Wallander le miró con fijeza. Luego se dio cuenta de repente de que estaba pensando en su padre, que también sabía contar chistes fuertes.
—¿No te dio nunca la impresión de que se estaba volviendo senil?
—Tenía la cabeza tan clara como tú y yo juntos.
Wallander contempló a Tyrén mientras trataba de decidir si había sido objeto de un agravio o no. Lo dejó pasar por alto.
—¿No tiene familia?
—No había estado casado nunca. No tiene hijos. Ninguna amiga. No que yo sepa.
—¿Y otros parientes?
—No hablaba nunca de nadie. Había decidido que todos sus bienes los heredaría no sé qué institución de Lund.
—¿Qué institución?
Tyrén se encogió de hombros.
—Una especie de museo local. Qué sé yo.
Wallander pensó con cierto malestar en los Amigos del Hacha. Luego dio por supuesto que Holger Eriksson había pensado que la asociación Kulturen de Lund heredase su finca. Tomó nota en sus papeles.
—¿Sabes si tiene alguna otra cosa?
—Como… ¿por ejemplo?
—Otra finca tal vez. Un edificio en la ciudad. Quizás un piso.
Tyrén pensó antes de contestar.
—No —dijo luego—. Tenía sólo esta finca. El resto está en el banco. En el Banco Comercial.
—¿Cómo lo sabes?
—Las facturas de fuel las pagaba a través del Banco Comercial.
Wallander asintió. Dobló sus papeles. No tenía nada más que preguntar. Ahora estaba convencido de que algo le había pasado a Holger Eriksson.
—Ya te daré noticias —dijo Wallander levantándose.
—¿Qué va a pasar ahora?
—La policía tiene sus rutinas —contestó Wallander.
Salieron al patio.
—Yo me quedaría encantado para ayudar a buscarle —dijo Tyrén.
—Mejor que no —contestó Wallander—. Preferimos hacer esto a nuestro modo.
Sven Tyrén no protestó. Se subió al camión cisterna y demostró su habilidad como conductor al dar la vuelta en el pequeño espacio que tenía a su disposición. Wallander se quedó viendo cómo desaparecía el vehículo. Después se puso en la linde de los sembrados y miró en dirección a un bosquecillo que se divisaba en la lejanía. La bandada de cornejas seguía alborotando. Wallander sacó el teléfono del bolsillo y llamó a la central. Pidió que le pusieran con Martinsson.
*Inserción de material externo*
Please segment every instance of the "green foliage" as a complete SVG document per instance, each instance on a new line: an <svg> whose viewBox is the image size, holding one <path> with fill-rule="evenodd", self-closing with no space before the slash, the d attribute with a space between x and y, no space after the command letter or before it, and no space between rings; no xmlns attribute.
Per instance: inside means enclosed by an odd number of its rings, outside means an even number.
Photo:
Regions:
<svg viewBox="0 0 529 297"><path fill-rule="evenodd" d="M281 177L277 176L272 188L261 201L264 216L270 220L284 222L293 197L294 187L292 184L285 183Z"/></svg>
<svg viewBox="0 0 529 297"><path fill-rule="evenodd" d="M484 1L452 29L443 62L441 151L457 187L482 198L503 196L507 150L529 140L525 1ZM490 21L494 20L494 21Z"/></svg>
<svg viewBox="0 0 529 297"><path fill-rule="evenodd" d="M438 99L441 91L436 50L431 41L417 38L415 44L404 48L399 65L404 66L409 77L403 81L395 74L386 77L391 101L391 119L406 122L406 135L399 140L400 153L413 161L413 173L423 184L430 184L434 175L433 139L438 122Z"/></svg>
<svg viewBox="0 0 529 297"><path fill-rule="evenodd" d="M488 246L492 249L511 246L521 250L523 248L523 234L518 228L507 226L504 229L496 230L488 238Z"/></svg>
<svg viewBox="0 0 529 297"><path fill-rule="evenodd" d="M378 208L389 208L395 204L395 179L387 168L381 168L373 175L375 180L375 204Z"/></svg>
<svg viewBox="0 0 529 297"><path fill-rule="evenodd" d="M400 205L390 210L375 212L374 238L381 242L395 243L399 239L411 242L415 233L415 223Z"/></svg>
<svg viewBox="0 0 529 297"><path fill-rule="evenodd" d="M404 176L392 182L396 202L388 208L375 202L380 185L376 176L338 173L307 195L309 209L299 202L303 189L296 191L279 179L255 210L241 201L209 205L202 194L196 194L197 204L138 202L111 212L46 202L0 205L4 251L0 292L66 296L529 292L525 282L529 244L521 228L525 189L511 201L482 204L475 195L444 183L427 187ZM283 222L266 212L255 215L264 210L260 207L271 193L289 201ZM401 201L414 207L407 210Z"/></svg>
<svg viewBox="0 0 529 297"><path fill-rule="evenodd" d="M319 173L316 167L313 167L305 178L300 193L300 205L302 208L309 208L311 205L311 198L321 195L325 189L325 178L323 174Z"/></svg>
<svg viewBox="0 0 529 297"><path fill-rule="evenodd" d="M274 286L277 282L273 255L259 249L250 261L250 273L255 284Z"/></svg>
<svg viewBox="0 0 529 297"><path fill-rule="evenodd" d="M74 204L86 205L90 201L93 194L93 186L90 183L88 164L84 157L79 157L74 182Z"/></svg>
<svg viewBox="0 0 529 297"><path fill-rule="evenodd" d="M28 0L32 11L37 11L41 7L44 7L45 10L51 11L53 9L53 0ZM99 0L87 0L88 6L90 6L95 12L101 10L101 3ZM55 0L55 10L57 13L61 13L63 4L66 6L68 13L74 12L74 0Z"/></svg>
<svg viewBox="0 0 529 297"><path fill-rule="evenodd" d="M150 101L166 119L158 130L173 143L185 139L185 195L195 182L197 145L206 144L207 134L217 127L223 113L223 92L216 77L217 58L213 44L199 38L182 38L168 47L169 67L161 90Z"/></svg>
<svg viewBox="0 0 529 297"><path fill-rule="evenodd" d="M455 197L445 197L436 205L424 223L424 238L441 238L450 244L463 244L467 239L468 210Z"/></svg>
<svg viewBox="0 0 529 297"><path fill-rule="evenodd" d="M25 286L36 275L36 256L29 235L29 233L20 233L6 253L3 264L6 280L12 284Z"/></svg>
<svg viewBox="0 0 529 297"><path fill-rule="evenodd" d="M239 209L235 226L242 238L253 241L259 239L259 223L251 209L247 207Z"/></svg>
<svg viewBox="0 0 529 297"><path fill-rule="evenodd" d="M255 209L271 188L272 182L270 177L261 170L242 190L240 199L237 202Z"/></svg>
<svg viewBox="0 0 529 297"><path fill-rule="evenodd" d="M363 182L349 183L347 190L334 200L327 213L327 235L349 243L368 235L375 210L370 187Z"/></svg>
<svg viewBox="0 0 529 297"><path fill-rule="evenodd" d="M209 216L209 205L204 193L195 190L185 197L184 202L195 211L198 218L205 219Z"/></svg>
—¿Qué tal va eso? —preguntó Martinsson.
—Empezaremos con una batida —contestó Wallander—. Hansson tiene la dirección. Quiero que se haga lo más pronto posible. Empieza enviando aquí un par de patrullas con perros.
Wallander estaba a punto de terminar la conversación cuando Martinsson le retuvo.
—Hay una cosa más —añadió—. Busqué en el ordenador si teníamos algo sobre Holger Eriksson. Sólo por rutina. Y teníamos.
Wallander apretó el auricular sobre la oreja. Al mismo tiempo se movió hasta quedar de pie bajo un árbol al abrigo de la lluvia.
—¿Qué? —preguntó.
—Hace cosa de un año denunció que le habían entrado en la casa. Por cierto, ¿es verdad que la finca se llama El Retiro?
—Así es —contestó Wallander—. ¡Sigue!
—La denuncia fue registrada el 19 de octubre de 1993. Svedberg se ocupó del asunto. Le pregunté, pero se ha olvidado de todo hace tiempo.
—¿Qué pasó? —preguntó Wallander.
—La denuncia de Holger Eriksson era un poco rara —dijo Martinsson un tanto dudoso.
—¿Cómo que rara? —preguntó Wallander con impaciencia.
—No habían robado nada. Pero él estaba seguro de que alguien había entrado en su casa.